5.4. Ablation Experiments

We conducted ablation experiments on both the GTOT and RGBT234 datasets, which demonstrated the effectiveness of all the proposed components and module improvements presented in this chapter.

5.4.1. Component Analysis

As shown in Table 2, Baseline is the basic model used in this article. It uses the RT-MDNet network and takes visible light and thermal infrared images as inputs to extract features separately. Then, it performs an element-wise addition fusion operation on the output of the feature by the third convolutional layer of both modalities to obtain the fused features. Finally, the fused feature is fed into three fully connected classification layers for object tracking. LF stands for late-term decision-level fusion, which combines visible light, thermal infrared, and fused features separately through three fully connected classification layers to obtain sample scores. Then, the scores of the three modalities are added and averaged to obtain the final sample score. FB represents the fusion branch, which adds two convolutional layers in parallel between the two specific modality branches to extract shared features of the two modalities. EFM represents the ECA-based multimodal feature fusion module, which adaptively weights the feature maps of two modalities output by the shared branch based on their reliability and fuses them into a single representation. RD stands for our improved re-detection algorithm that incorporates a re-detection process to mitigate the accumulation of failures. AR represents the Alpha-Refine [8] refinement module, which performs fine adjustment of the tracker’s coarse localization. As shown in Table 2, all of the proposed components exceed the results of the baseline model, and each component can contribute significantly to the network’s performance, proving our network model’s superiority.

5.4.2. Multimodal Fusion Module Analysis

Comparing the performance of III and IV in Table 2, it can be verified that the fusion features obtained using the EFM module enhance the tracker’s performance. To further validate the advanced nature of the fusion strategy used by the EFM module, the following experimental performance comparisons were performed: (1) baseline, which fused the two-modality features at the third convolutional layer output through element-wise addition; (2) baseline+EFM-AFF, which replaced the attention mechanism in AFF [26] with ECA attention and used the feature fusion strategy in AFF for feature fusion; and (3) baseline+EFM, which utilized the proposed EFM multimodal fusion module for feature fusion. Table 3 shows the results of the comparison. We found that baseline+EFM outperformed baseline, demonstrating that our multimodal fusion module effectively integrated different modality features and significantly improved the tracker’s performance. Moreover, the performance of baseline+EFM-AFF was inferior to that of baseline, which indicated that our approach was more suitable for multimodal feature fusion than the fusion strategy employed in AFF.

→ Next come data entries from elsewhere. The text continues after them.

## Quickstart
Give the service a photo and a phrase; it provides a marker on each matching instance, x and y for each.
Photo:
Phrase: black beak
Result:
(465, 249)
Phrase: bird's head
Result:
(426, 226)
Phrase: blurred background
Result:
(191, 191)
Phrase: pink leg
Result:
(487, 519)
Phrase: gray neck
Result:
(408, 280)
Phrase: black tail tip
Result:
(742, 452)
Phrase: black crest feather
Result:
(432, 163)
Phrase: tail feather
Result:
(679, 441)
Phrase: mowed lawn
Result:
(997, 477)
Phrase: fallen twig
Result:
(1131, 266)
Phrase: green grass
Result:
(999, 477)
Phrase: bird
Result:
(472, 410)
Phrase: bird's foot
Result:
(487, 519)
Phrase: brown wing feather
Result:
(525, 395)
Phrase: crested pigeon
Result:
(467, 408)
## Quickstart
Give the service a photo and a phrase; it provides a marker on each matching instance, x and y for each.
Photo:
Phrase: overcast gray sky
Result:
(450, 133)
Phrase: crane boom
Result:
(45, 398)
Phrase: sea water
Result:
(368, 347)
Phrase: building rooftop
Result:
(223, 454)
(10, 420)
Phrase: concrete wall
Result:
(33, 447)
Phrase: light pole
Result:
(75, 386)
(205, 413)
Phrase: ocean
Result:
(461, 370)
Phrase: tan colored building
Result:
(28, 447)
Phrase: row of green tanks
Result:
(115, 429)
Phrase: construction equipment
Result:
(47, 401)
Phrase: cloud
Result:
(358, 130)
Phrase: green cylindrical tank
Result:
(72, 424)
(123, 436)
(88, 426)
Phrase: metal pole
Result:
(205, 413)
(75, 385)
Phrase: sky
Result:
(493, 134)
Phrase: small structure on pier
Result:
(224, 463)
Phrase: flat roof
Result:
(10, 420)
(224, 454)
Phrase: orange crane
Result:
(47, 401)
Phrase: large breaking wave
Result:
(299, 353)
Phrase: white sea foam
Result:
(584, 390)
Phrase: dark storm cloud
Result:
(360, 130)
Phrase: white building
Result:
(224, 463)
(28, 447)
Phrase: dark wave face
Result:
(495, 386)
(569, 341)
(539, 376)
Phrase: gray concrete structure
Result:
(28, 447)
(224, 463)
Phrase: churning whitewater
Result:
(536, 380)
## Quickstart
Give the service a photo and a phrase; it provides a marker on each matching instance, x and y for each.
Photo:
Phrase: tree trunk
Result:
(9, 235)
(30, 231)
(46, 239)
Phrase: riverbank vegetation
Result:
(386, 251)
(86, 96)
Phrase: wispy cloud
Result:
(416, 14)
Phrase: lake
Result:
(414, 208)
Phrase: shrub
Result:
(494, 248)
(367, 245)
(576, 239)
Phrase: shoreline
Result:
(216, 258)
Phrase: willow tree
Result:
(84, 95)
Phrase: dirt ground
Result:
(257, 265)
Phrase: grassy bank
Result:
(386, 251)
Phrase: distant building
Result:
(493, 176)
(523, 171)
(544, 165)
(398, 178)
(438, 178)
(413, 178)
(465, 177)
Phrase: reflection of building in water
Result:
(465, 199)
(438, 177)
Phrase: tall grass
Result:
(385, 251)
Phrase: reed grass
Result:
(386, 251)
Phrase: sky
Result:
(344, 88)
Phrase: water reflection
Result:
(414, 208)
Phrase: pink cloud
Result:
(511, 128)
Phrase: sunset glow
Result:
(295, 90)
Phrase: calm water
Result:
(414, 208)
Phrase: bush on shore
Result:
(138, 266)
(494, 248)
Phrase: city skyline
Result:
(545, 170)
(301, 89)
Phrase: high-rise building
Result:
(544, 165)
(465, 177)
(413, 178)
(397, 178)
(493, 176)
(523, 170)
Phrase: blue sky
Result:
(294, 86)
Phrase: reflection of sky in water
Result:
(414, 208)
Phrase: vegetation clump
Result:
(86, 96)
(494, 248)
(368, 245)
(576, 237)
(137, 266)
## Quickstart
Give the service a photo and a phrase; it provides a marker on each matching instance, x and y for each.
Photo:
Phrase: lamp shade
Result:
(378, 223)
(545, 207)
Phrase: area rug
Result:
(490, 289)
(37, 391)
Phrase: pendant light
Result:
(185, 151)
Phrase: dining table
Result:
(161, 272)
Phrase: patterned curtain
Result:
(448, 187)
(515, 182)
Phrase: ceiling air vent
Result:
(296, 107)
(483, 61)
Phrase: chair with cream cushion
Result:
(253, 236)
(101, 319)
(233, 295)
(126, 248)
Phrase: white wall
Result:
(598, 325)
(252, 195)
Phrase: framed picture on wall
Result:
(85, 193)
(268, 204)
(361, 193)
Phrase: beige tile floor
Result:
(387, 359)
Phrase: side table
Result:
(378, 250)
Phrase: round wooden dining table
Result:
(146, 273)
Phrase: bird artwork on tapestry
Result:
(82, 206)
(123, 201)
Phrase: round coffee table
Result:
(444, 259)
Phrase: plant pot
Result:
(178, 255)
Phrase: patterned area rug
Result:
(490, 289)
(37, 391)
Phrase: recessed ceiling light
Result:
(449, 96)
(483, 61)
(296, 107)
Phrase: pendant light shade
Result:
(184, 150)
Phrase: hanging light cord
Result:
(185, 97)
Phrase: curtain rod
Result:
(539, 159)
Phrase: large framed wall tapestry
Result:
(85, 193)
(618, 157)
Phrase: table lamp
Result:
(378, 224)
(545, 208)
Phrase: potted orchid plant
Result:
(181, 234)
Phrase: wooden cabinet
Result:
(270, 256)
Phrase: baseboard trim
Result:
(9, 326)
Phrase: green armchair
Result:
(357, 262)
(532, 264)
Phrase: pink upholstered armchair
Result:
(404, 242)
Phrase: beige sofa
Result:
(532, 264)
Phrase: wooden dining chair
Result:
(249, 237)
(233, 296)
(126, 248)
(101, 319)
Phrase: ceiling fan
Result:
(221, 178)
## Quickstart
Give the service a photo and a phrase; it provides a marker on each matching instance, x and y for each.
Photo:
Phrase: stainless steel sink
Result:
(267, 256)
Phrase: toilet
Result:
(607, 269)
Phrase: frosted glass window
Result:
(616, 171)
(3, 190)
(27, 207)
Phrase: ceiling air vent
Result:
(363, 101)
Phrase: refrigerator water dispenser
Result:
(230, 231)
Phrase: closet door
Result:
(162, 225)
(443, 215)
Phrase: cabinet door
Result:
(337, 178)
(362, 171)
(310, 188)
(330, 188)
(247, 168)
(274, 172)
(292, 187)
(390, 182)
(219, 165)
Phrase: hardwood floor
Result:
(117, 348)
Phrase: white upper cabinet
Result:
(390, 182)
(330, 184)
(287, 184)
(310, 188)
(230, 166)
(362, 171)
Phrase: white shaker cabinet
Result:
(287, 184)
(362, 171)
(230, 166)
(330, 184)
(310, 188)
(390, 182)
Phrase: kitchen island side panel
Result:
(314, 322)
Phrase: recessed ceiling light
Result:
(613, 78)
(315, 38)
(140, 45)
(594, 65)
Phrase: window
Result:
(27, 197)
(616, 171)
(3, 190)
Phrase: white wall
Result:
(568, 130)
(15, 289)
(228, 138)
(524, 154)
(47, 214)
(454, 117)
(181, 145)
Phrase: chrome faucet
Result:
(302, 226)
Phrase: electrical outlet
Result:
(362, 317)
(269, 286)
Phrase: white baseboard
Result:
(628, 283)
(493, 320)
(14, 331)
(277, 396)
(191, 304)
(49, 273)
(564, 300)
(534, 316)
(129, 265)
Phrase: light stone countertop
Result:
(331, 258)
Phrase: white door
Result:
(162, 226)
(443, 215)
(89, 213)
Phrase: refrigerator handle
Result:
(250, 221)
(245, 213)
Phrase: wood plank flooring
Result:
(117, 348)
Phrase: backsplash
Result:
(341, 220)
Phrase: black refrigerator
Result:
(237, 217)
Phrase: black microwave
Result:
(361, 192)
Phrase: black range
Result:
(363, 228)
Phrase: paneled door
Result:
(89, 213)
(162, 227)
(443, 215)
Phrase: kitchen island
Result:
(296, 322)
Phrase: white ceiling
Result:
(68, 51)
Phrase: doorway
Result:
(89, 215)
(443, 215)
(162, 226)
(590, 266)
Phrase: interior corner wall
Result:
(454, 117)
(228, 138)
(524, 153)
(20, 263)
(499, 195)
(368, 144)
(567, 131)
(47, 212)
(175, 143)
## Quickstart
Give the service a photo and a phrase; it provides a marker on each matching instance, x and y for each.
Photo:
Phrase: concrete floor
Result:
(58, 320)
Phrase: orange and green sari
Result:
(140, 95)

5.4.3. Efficiency Analysis

The implementation of RMFNet was based on Python 3.6, PyTorch 1.2.0, Tesla V100 GPU. Finally, we measured the performance and runtime of RMFNet on the RGBT234 and GTOT datasets using MDNet + RGBT [12], MANet [13], DAPNet [1], and CBPNet [2]. As shown in Table 4, the evaluation results demonstrate that RMFNet is superior to other trackers for speed and performance. RMFNet-noAR, which removes the AR module, achieves the highest speed. Notably, under the same conditions we tested MANetz on the RGBT234 and GTOT datasets at 0.88 fps and 0.64 fps, respectively.

6. Conclusions

This article proposes a new robust RGBT tracking network called the Redetection Multimodal Fusion Network (RMFNet). RMFNet uses a three-branch structure to fully exploit the potential value of shared and specific information in multimodal data. By combining medium-term feature-level fusion with in a multimodal fusion approach, RMFNet fully utilizes the complementary advantages of multimodal information and compensates for the shortcomings of single-modality information. Additionally, RMFNet uses an improved re-detection algorithm to address the failure accumulation problem of the base algorithm, as well as a multi-stage bounding box estimation strategy further to improve the robustness and accuracy of the tracker. Through extensive experiments, RMFNet has demonstrated good performance in various challenging scenarios and has stable tracking capabilities. In the future, we will further investigate how to leverage the temporal and motion information of videos to improve RMFNet and enhance the performance of the tracker.

Author Contributions

Y.Z.: Investigation, Methodology, Validation, Writing—original draft. H.L.: Resources, Writing—review and editing. G.G.: Funding acquisition. All authors have read and agreed to the published version of the manuscript.

Funding

This study is supported by the Natural Science Foundation of China (Grant Nos. U1903213).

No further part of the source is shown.